The ambitious goal of raising total revenue by 33 percent will be a challenge in the face of moderate economic growth, said Institute for Policy Reforms in its review of the federal budget 2019-20 issued here Wednesday. According to the review the framework of the budget is guided by government's agreement terms with the IMF.
Any analysis of the budget must consider the political background in which the budget was announced. We also have to see the reaction of the industry to its many revenue measures. There will be much give and take in the weeks to come.
With revised estimates 2018-19 as base, the new budget proposes federal tax revenue to grow by over 33 percent. This magnitude of increase in revenue is unprecedented. The paradox is that it must necessarily depend on higher economic activity to generate the revenue, which a tight monetary policy and high taxes may dampen.
Despite growth in revenue, the fiscal deficit is estimated to be a high 7.1 percent of GDP. Primary balance will be below 0.6 percent of GDP. Any slippage would however make the fiscal deficit even greater, with deleterious effect on the economy. During the fiscal year, we may see frequent changes in budget estimates. In fairness to the government, in the buildup to the budget, it had cautioned about the difficulties faced by the economy and the hard choices to be made.
As much of revenue increase comes from indirect taxes, these will affect citizen welfare and dampen economic activity. However, increase in economic activity is necessary to generate more revenue. It is not clear how government will reconcile the two.

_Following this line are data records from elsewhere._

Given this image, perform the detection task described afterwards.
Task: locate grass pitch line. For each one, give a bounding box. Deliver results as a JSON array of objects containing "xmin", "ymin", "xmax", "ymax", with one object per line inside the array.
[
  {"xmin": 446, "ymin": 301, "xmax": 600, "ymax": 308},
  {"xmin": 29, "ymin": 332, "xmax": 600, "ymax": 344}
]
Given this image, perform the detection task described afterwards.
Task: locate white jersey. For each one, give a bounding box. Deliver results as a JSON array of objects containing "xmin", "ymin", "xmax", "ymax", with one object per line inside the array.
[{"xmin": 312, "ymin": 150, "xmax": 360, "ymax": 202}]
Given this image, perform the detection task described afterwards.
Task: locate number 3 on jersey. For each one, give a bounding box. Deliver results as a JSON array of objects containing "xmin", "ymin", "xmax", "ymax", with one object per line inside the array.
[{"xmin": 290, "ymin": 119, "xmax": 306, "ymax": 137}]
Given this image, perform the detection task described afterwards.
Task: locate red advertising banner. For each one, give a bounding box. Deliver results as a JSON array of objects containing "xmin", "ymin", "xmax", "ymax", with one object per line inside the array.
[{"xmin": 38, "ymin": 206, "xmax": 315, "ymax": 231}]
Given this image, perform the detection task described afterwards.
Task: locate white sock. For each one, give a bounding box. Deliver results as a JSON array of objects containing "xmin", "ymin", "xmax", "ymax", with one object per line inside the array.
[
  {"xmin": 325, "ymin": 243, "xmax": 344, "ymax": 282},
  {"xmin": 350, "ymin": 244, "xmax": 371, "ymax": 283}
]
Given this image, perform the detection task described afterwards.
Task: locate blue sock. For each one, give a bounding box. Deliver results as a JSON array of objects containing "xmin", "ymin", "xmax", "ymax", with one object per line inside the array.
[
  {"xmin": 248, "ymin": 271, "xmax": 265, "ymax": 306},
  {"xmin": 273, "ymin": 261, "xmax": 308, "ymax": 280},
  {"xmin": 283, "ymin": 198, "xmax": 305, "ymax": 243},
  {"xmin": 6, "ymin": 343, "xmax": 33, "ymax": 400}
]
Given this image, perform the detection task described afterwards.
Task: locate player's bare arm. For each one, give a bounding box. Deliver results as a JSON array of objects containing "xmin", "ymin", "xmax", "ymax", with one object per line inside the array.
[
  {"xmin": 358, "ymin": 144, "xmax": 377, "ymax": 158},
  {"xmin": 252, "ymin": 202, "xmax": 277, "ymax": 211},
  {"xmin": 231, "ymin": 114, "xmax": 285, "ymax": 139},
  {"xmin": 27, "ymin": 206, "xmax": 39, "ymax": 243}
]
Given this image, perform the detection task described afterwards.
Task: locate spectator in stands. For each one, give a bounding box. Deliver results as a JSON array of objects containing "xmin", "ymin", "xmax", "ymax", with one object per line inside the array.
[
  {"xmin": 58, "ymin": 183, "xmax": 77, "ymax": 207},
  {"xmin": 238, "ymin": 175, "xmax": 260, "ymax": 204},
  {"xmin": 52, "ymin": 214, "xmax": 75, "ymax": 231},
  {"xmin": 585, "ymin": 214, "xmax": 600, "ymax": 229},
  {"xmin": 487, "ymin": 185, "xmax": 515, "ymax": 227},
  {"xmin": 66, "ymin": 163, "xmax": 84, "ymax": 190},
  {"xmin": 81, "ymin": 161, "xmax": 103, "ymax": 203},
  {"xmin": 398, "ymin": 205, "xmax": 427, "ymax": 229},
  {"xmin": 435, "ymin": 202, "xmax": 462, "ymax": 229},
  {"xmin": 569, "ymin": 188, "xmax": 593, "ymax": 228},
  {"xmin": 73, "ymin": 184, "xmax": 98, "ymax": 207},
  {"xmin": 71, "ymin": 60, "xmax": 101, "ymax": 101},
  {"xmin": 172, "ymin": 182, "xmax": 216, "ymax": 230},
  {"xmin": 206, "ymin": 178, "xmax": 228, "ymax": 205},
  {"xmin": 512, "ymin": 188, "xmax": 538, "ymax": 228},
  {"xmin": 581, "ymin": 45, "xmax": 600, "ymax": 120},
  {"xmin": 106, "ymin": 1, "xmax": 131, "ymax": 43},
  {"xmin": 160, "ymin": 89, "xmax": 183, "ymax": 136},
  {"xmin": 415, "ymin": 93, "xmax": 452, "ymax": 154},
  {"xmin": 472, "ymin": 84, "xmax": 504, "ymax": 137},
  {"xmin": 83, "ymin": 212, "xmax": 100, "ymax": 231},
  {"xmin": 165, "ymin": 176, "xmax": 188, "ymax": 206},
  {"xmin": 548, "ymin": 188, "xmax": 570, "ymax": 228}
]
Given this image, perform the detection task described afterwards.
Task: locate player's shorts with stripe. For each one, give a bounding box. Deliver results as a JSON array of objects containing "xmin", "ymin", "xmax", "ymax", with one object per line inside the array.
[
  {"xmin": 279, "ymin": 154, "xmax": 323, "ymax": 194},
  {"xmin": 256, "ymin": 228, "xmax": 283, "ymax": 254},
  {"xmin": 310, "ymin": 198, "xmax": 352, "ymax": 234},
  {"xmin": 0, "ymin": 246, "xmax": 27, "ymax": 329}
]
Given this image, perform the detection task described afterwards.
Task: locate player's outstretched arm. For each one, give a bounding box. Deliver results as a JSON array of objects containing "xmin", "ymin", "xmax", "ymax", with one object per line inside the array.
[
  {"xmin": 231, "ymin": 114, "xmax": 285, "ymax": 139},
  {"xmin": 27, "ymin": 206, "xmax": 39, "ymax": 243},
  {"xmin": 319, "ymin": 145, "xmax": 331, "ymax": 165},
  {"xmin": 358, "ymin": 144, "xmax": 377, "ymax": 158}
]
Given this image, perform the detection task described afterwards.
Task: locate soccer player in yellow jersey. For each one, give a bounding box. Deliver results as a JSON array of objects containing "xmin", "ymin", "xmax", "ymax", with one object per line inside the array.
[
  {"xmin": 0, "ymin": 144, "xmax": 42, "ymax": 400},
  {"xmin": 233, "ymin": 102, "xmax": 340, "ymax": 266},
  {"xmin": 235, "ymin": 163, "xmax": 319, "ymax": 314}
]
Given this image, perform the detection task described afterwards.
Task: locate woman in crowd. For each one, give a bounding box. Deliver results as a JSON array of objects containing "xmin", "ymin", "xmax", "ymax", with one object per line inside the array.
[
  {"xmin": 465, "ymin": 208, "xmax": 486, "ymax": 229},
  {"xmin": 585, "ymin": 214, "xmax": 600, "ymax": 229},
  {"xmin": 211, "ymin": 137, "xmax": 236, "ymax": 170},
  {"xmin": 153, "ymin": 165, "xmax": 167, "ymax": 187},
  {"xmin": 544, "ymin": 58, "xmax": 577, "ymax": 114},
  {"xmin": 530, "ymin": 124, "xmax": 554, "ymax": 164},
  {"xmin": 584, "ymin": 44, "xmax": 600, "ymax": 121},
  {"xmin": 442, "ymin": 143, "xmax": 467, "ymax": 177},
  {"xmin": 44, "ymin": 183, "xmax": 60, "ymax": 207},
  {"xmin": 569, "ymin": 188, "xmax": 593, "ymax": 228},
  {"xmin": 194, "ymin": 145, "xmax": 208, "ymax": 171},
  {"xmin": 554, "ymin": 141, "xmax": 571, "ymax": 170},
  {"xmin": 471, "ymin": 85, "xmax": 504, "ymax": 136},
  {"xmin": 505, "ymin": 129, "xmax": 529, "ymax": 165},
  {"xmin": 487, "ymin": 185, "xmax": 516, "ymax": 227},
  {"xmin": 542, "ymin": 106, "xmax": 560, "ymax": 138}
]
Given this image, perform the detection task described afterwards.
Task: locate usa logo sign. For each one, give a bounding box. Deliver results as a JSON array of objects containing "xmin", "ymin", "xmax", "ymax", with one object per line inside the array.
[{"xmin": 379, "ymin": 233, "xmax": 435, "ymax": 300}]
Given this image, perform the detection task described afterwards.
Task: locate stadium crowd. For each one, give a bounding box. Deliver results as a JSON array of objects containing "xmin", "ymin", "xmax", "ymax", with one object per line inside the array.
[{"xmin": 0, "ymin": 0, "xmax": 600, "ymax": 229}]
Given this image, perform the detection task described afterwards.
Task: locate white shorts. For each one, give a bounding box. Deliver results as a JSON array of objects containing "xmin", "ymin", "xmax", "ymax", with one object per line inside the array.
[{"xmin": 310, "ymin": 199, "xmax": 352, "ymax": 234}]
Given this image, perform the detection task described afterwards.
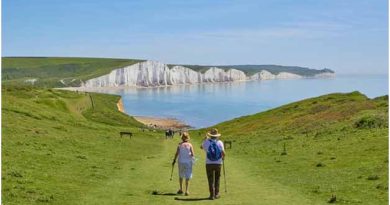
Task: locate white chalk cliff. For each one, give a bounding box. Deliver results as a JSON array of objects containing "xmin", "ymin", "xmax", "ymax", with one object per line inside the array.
[{"xmin": 81, "ymin": 61, "xmax": 336, "ymax": 88}]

Looking at the expenditure side, IPR's Fact Sheet states that the main purpose of the high increase in revenue is to meet debt servicing expense. Debt servicing is estimated to increase by 45 percent to Rs 2.9 trillion. This is about 40 percent of current expenditure. The Fact Sheet states that, in this case, government is right to say that it is trying to deal with problems created by others.
In addition to the ambitious revenue targets, there are many areas where the budget underestimates expenses. Also, provincial surplus could be well below the estimated Rs 423 Billion. Any of these developments would further increase the deficit and would weaken the economy even more.
As making ends meet seems to be the primary goal of the budget, it does not place much emphasis on building competitiveness. There is no focus on re-building the economy's productive base or improving its forever dismal savings and investment ratios.
The effect of these underlying factors is obvious in our exports. Exports have been stagnant for five years and there is no sign of its revival. Even this year's major devaluation has not stimulated growth. Additional taxes and withdrawal of exemptions, though necessary, may weaken further the manufacturing sector.
The budget is accompanied by the Annual Plan which gives the macro economic framework. The economy's targeted growth rate for FY 2020 is 4 percent and the current account deficit is - 3 percent or $8.3 billion. The current account deficit is well below FY 19's deficit of $13 billion. While the GDP growth rate seems realistic, the current account deficit target seems ambitious as a number of factors would affect it. FDI will be well below GoP's estimate of $4.4 billion.
With pressure on finances, it is understandable that the PSDP is below the scale seen in recent years. It is a low 1.7 percent of GDP down from over 3 percent in FY 17. Including provincial allocations, national PSDP is about 4 percent of GDP. It is unlikely that even this reduced envelope would be spent in full.
It is encouraging to see higher allocation for the water and hydropower sectors, though allocation for HEC and Railways seem inadequate. In the latter case it seems that CPEC's ambitious ML1 project has been shelved.
Despite tight resources, a large part of the PSDP is in discretionary special schemes. By one estimate, they total Rs 220 billion or 30 percent of the development budget. IPR feels that regardless of their importance, they do not fall under the developmental budget.
The PSDP does not show specific projects against these provisions, suggesting that they may not have gone through the rigorous appraisal process. In essence, the federal PSDP is Rs 480 billion rather than Rs 701 billion.